I’ll be working a lot this summer. I also have some fun plans with family and friends. But I’m also hoping to carve out some time alone for reading and passive entertainment (that is, something I can do while folding laundry). I decided that instead of getting to the pile of books I’ve been meaning to read all year, or pulling some all-nighters cringing and trying to finish Breaking Bad, I’m going to dig into a few blogs and podcasts I have enjoyed in spurts over the last year.
BLOGS

I’m dying to meet this man to tell him how he’s the best of the best. In his best posts, there is no one wittier, braver and more real than this executive director named Vu Le from the Seattle area. Just look at the titles of few of my favorite pieces (and please click and read them!):
- “I Can Write the Saddest Grant Proposal Tonight” and other nonprofit love poems
- “Where the Sustainable Things Are” and other nonprofit children’s books”
- “Dancing with Program Officers” and 5 other nonprofit-themed reality TV Shows we need
- Can we all just admit there is no such thing as nonprofit sustainability?
One beautiful post after another, this blog makes me feel a little smarter and a little artsier every time I visit. The site’s twitter handle, @brainpicker, is probably the reason I check Twitter every day, and it is my go-to source of retweets.
All contents are written by Maria Popova, who calls herself “a reader, writer, interestingness hunter-gatherer.” Popova reads voraciously and widely in subjects as wide ranging as psychology, poetry, obscure biography and natural science, and somehow brings them together in interesting reflections on the way we live and think. My favorite posts are usually dedicated to gorgeously illustrated novels and children’s books.
Here are some posts that I have enjoyed:
- The Brothers Grimm Fairy Tales, Reimagined in Uncommonly Soulful Illustrations by Austrian Artist Lisbeth Zwerger
- In Praise of Shadows: Ancient Japanese Aesthetics and Why Every Technology Is a Technology of Thought
- The Sea: A Sweet Wordless Story about Pursuit and Surrender, Dread and Desire, Disappointment and Triumph
- How Jane Goodall Turned Her Childhood Dream Into Reality: A Sweet Illustrated Story of Purpose and Deep Determination
PODCASTS
A dear friend and adoptee advocate Joy Rho (check out her wonderful blog Adoption Echoes also if you are interested in the subject) recommended this one. I was skeptical with such a gimmicky sounding title, but it turns out the podcast, which is meant to get people to talk about the three topics everyone thinks about but rarely talk about, is a wonderful collection of interesting people’s lives and thoughts on these subjects. The host, Anna Sale, stays curious, and asks simple, direct questions with the right amount of grace and wit. (Just so you know, not every episode deals with all three subjects at once. My husband listened intensely to one riveting episode, then asked “What about sex?”)

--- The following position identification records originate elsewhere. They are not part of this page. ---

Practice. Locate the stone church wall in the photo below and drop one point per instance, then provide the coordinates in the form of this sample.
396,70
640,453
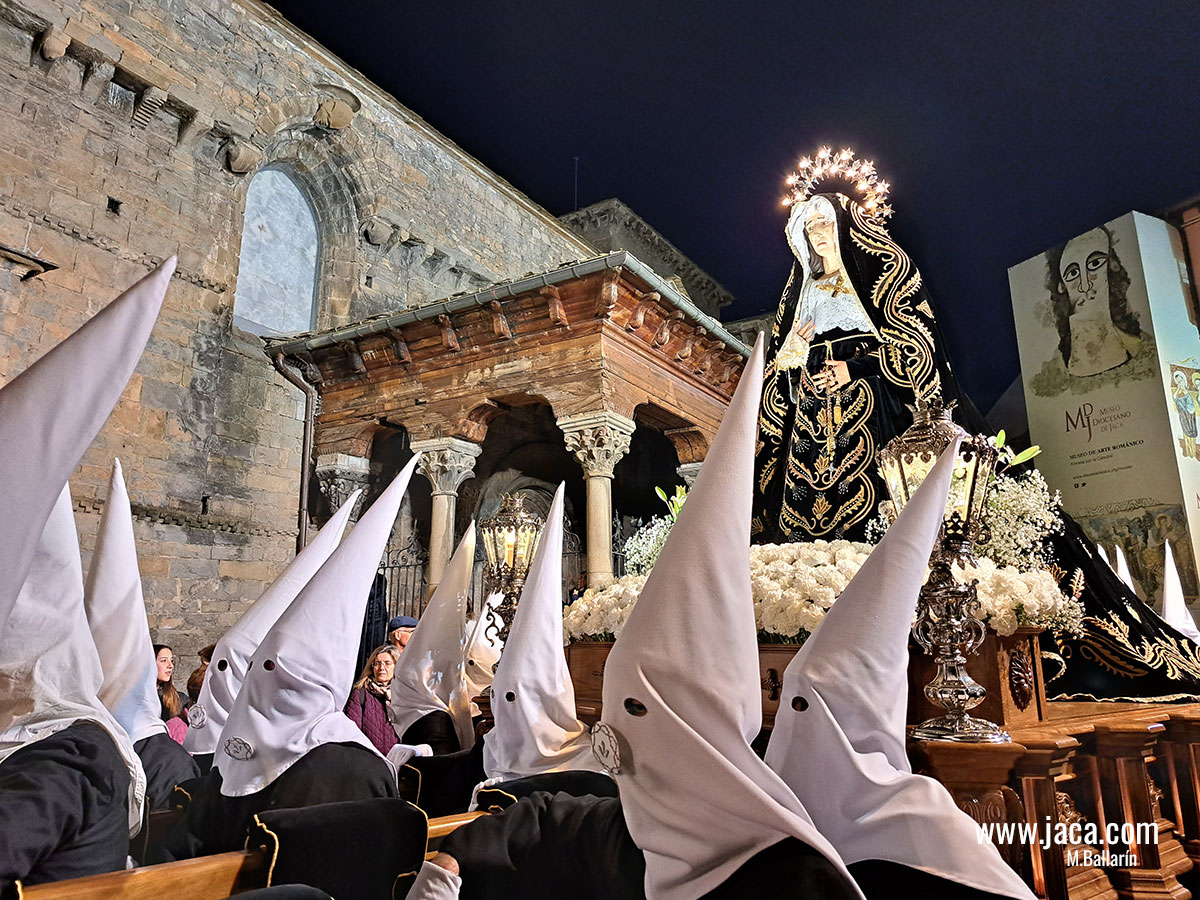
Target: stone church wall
131,132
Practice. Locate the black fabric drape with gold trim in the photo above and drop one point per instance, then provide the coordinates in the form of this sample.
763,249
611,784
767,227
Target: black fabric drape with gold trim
815,471
1127,652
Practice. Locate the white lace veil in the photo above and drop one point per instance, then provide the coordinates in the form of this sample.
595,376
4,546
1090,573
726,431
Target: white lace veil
827,311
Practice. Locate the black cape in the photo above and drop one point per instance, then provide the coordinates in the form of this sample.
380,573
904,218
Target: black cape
435,729
166,765
325,774
1126,652
546,840
815,469
64,808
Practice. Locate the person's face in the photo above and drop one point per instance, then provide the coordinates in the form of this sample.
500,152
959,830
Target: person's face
166,663
820,232
383,669
400,637
1085,268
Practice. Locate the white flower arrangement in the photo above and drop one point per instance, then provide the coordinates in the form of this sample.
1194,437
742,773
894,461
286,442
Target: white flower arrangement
795,585
1021,514
643,546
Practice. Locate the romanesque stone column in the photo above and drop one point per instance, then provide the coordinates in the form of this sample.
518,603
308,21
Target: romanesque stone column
340,475
688,472
447,463
598,441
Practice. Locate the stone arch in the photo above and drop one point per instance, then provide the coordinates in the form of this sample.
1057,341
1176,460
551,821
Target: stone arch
281,245
329,166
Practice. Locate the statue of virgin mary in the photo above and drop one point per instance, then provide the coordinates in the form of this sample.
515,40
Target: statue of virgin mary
855,345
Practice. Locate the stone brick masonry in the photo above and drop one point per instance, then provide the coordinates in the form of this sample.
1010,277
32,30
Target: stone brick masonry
131,131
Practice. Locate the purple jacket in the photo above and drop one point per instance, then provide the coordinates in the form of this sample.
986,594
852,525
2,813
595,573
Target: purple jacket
370,713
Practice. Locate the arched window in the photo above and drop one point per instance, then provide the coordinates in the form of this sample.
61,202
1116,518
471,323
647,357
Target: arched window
277,269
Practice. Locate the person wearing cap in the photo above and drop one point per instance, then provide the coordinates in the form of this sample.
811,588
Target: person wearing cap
400,629
667,726
71,785
286,742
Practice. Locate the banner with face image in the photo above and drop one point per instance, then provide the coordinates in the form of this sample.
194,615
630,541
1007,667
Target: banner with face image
1110,363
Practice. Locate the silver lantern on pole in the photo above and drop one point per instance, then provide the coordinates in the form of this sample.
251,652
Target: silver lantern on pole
948,623
510,539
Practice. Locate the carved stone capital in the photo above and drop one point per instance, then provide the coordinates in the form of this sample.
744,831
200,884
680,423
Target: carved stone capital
340,475
598,439
447,462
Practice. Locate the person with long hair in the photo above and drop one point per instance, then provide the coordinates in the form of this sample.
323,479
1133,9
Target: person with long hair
172,703
367,705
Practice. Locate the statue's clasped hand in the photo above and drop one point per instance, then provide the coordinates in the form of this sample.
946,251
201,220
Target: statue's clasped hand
834,376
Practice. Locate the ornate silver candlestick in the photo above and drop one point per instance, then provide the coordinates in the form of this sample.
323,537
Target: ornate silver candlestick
947,624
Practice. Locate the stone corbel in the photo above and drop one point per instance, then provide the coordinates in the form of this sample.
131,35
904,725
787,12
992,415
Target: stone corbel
354,357
335,114
339,475
555,305
53,43
400,347
24,264
149,103
449,337
646,304
499,323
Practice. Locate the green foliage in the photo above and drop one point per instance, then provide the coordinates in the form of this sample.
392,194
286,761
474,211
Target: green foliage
673,503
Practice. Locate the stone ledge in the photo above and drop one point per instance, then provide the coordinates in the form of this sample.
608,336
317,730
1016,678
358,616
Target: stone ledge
186,520
107,244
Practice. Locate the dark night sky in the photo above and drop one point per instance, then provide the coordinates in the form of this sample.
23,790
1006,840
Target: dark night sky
1003,127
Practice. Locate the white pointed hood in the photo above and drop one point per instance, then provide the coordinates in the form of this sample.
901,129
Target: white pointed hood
1175,607
48,663
231,657
117,616
1123,569
484,646
696,798
533,699
52,411
298,681
430,675
839,737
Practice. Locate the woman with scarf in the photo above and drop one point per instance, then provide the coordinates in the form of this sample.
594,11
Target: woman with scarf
367,706
853,346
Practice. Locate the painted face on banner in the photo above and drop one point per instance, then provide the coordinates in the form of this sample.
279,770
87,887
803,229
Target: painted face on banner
1084,268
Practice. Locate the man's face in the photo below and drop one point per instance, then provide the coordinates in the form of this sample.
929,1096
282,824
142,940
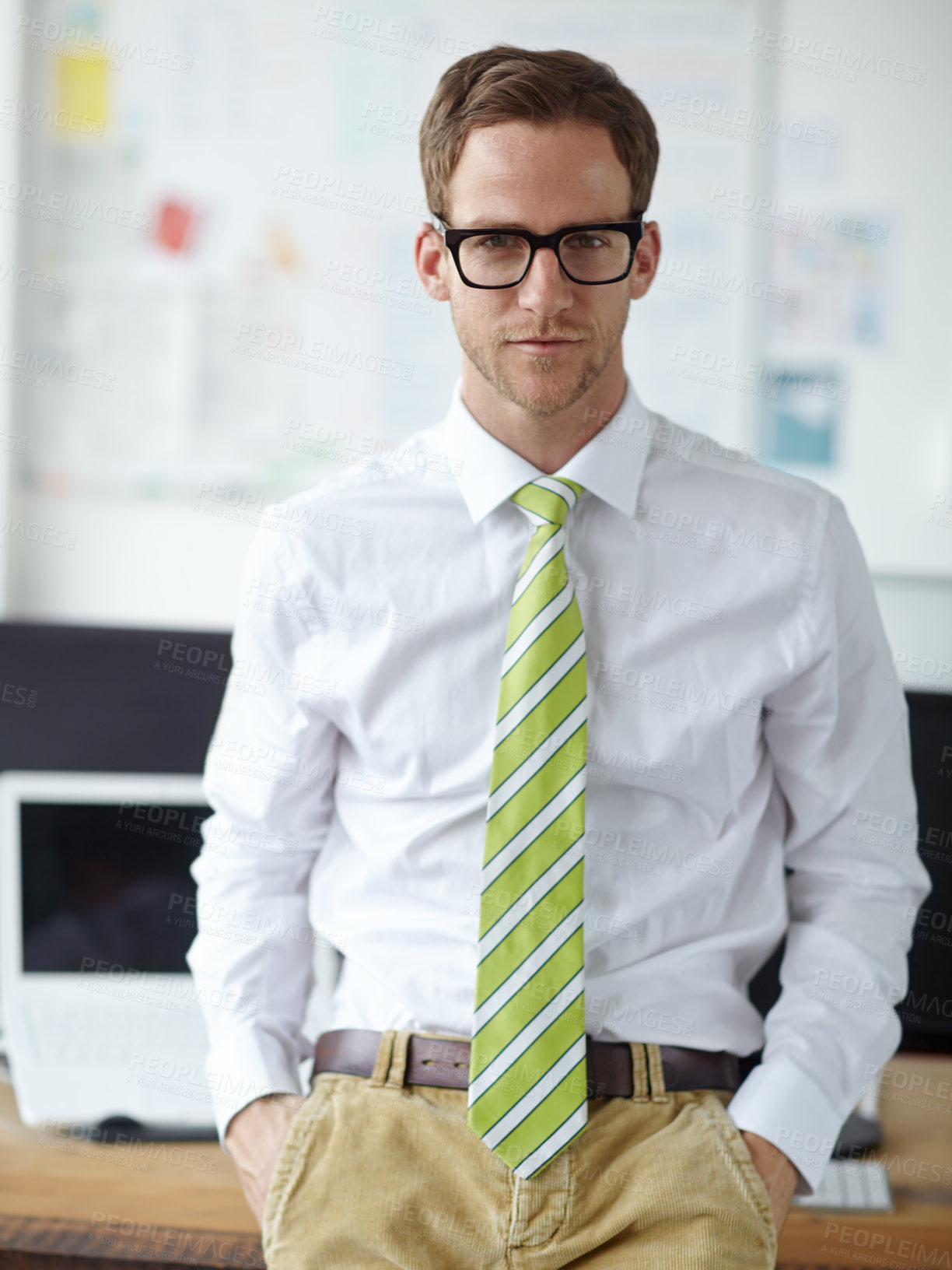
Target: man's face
514,176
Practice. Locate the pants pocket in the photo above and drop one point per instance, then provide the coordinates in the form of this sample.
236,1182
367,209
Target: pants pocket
751,1183
292,1157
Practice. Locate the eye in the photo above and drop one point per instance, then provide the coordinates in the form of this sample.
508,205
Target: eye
584,240
495,241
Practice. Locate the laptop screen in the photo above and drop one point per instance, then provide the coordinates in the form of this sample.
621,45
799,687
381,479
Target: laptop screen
108,886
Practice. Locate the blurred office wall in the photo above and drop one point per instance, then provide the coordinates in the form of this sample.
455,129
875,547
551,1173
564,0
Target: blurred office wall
207,296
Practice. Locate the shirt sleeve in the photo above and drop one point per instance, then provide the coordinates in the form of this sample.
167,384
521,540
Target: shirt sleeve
269,780
838,735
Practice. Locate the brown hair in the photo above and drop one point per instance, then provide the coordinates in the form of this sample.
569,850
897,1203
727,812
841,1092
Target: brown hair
503,82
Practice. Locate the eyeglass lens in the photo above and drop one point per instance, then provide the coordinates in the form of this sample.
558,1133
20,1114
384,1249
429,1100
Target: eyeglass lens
590,255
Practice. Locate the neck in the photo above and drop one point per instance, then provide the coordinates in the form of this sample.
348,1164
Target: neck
548,441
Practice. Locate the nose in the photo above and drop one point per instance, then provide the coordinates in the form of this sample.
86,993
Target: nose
544,289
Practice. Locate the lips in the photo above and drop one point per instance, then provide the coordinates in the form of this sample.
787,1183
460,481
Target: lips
544,345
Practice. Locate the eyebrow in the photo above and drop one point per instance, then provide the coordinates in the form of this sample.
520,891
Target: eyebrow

Here’s a few among many that stayed with me:
- In Sickness And In Mental Illness
- Where is Lisa Fischer’s Backup?
- I Killed Someone. Now I Have Three Kids.
As a coach, I am constantly self-managing so as not to give advice. My job is to listen really well and keep asking big, powerful questions to help my clients set and meet their goals, whatever they are. While my work and life experiences help me connect with my clients and gain their trust, I usually don’t draw on them directly during coaching sessions. That is perhaps what makes this little podcast so satisfying to me. (Ironically, one of my clients, an avid listener, told me about this one.)
Hosted by Cheryl Strayed, the author of Tiny Beautiful Things and Wild, and Steve Almond, the author of Candyfreak: A Journey Through the Chocolate Underbelly of America, and Against Football: One Fan’s Reluctant Manifesto, Dear Sugar is a podcast version of the namesake column on The Rumpus.
Each episode begins with a letter written with some sort of heartache, and the two authors share some relevant bits of experience from their own lives and give their most earnest, heartfelt advice. Sometimes, they call a friend or an expert about a particular issue for a third opinion.
I love listening to the letter and imagining what I would say to the “lost, lonely and heartsick,” agreeing with one or the other. I also daydream how I might coach such a person. Sometimes, just knowing that we all have our own crosses to bear makes me feel a little more connected to the rest of the world.
Some episodes to get you started:
- When Friendships End
- Former Hellraisers (Should We Share our Past with Our Children?)
- Making Love
- Meet The Sugars
I am fighting the urge to keep adding to this list, but I will stop for now. I’m still pursuing my new year’s resolution of doing less. Summer sounds like the perfect time to practice this.
Let me know what you are reading and listening to this summer. Perhaps you can convince me to add to my list after all!